Kamis, 09 April 2020

Guru Double personality, Profil Pendidik Masa depan

Artikel Pendidikan oleh Agus Suranto, S.Pd, M.Sn.*
Photo by ThisIsEngineering from Pexels

Paparan Fakta
  1. Semua model kurikulum bertujuan baik.
  2. Setiap model kurikulum merupakan formulasi terbaik pada masanya.
  3. Kurikulum berubah untuk menyesuaikan dengan perkembangan zaman, situasi, dan kondisi bangsa terkini.
  4. Guru adalah masinis yang membawa siswa sampai ke tujuan.
  5. Karakter siswa pada zaman sekarang merupakan dampak lemahnya sentuhan karakter pada kurikulum-kurikulum sebelumnya.
  6. Semua kebijakan bertujuan baik.
  7. Kebijakan-kebijakan pendidikan yang sering berubah sangat memengaruhi stabilitas pembelajaran di sekolah.
  8. Alat ukur yang digunakan pemerintah untuk mengukur karakter siswa masih bernuansa formal (di atas kertas), yang sebenarnya tidak mengukur karakter asli siswa.
  9. Nilai murni yang dipegang guru hanya tersimpan di tumpukan laci, tak mampu berbicara banyak.
  10. Siswa dianggap pelanggan yang harus dilayani secara maksimal (memanjakan), bukan pelayanan yang bersifat menempa kepribadian atau karakter.
  11. Kelulusan ditunggangi untuk kepentingan pencitraan pihak-pihak tertentu.
  12. Guru (sekolah) ibarat rumput ilalang di padang terbuka tanpa pelindung.
  13. Kegagalan siswa merupakan gagalnya guru dalam mendidik.
  14. Keberhasilan suatu kurikulum seperti apa pun bentuknya, ditentukan oleh bagaimana guru melaksanakannya. Dalam hal ini, menggugah siswa sadar akan kebutuhan belajarnya menjadi tujuan utama, salah satunya melalui pengembangan karakter-karakter baik pada diri siswa.
Kurikulum merupakan kendaraan untuk mencapai tujuan pendidikan nasional. Kita setuju bahwa kurikulum harus selalu di-update guna menyesuaikan dengan perkembangan zaman.

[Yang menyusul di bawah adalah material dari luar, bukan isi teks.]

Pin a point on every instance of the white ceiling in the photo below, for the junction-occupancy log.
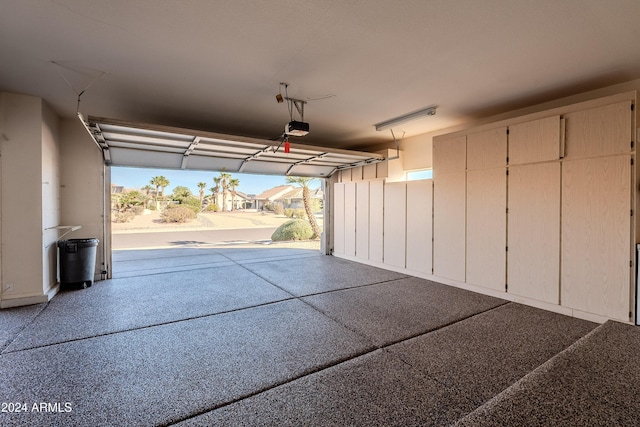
(217, 65)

Orang pintar (bijak) mengatakan bahwa di dunia ini tak ada yang abadi, kecuali perubahan itu sendiri. Jadi, sampai kapan pun perubahan akan terjadi dan terus terjadi, sehingga kurikulum yang berubah-ubah menjadi suatu hal yang wajar. Namun, perubahan tersebut menjadi tidak wajar apabila masing-masing kurikulum hanya berlaku seumur jagung.

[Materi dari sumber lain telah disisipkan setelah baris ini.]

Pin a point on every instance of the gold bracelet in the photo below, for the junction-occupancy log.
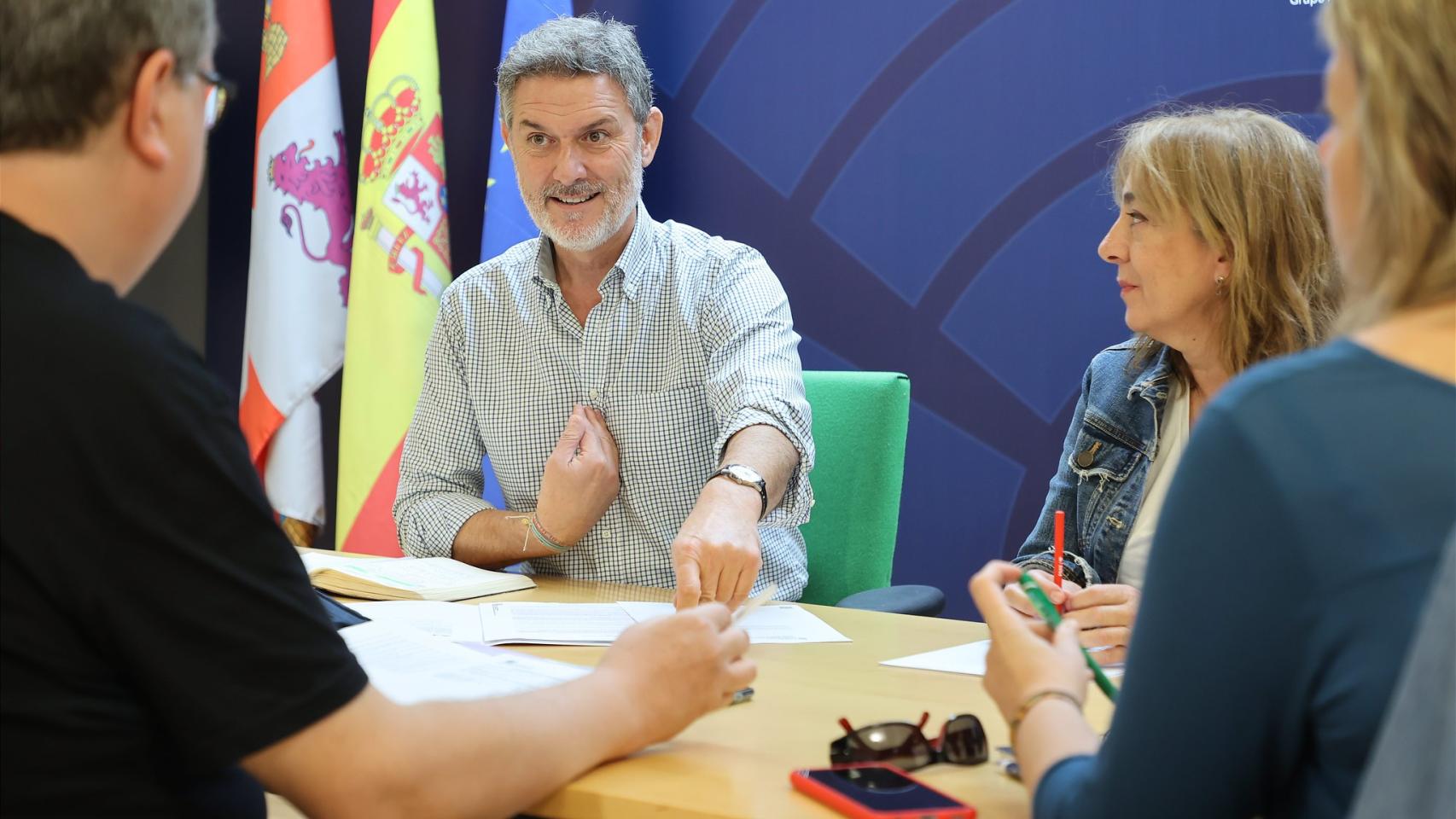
(1031, 701)
(544, 537)
(526, 532)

Ada apa dengan kurikulum kita?
Sesungguhnya, bukan hanya kurikulum yang selalu berubah. Saya merasa bahwa beberapa kebijakan lain, entah terkait kurikulum maupun tidak, juga menambah beban guru. Jadi, menurut saya wajar bila rekan-rekan guru kerap bertanya-tanya, “Mau ke mana arah pendidikan yang hingga saat ini kita ‘masinisi’ itu?”

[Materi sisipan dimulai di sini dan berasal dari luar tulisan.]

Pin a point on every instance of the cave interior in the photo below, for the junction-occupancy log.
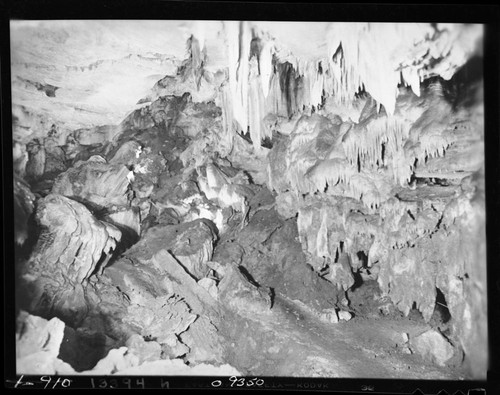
(228, 198)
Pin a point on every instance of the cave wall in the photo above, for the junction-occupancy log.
(380, 168)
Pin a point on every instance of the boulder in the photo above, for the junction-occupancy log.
(95, 183)
(237, 293)
(190, 243)
(37, 344)
(72, 246)
(24, 201)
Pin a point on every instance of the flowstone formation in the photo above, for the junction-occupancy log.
(249, 200)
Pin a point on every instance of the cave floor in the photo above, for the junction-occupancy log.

Saya sendiri pun mengamati dinamika dunia pendidikan di Indonesia yang setiap saat muncul informasi baru, setiap saat tercetus kebijakan baru, setiap saat hadir regulasi baru, setiap saat ada sosialisasi, setiap saat ada update data, setiap saat dimintai data, dan seabrek pekerjaan tambahan di pundak para guru. Akibatnya, siswa justru tidak dapat memperoleh hak pendidikannya secara penuh. Porsi perhatian saya, sebagai guru, kepada siswa pun menjadi terpangkas. Persoalan lain misalnya sulitnya naik pangkat, menghadapi PKG, UKG, supervisi, visitasi, dan sebagainya. Itu semua merupakan beban ekstra yang menurut saya terasa melampaui beban mendidik kepada siswa itu sendiri.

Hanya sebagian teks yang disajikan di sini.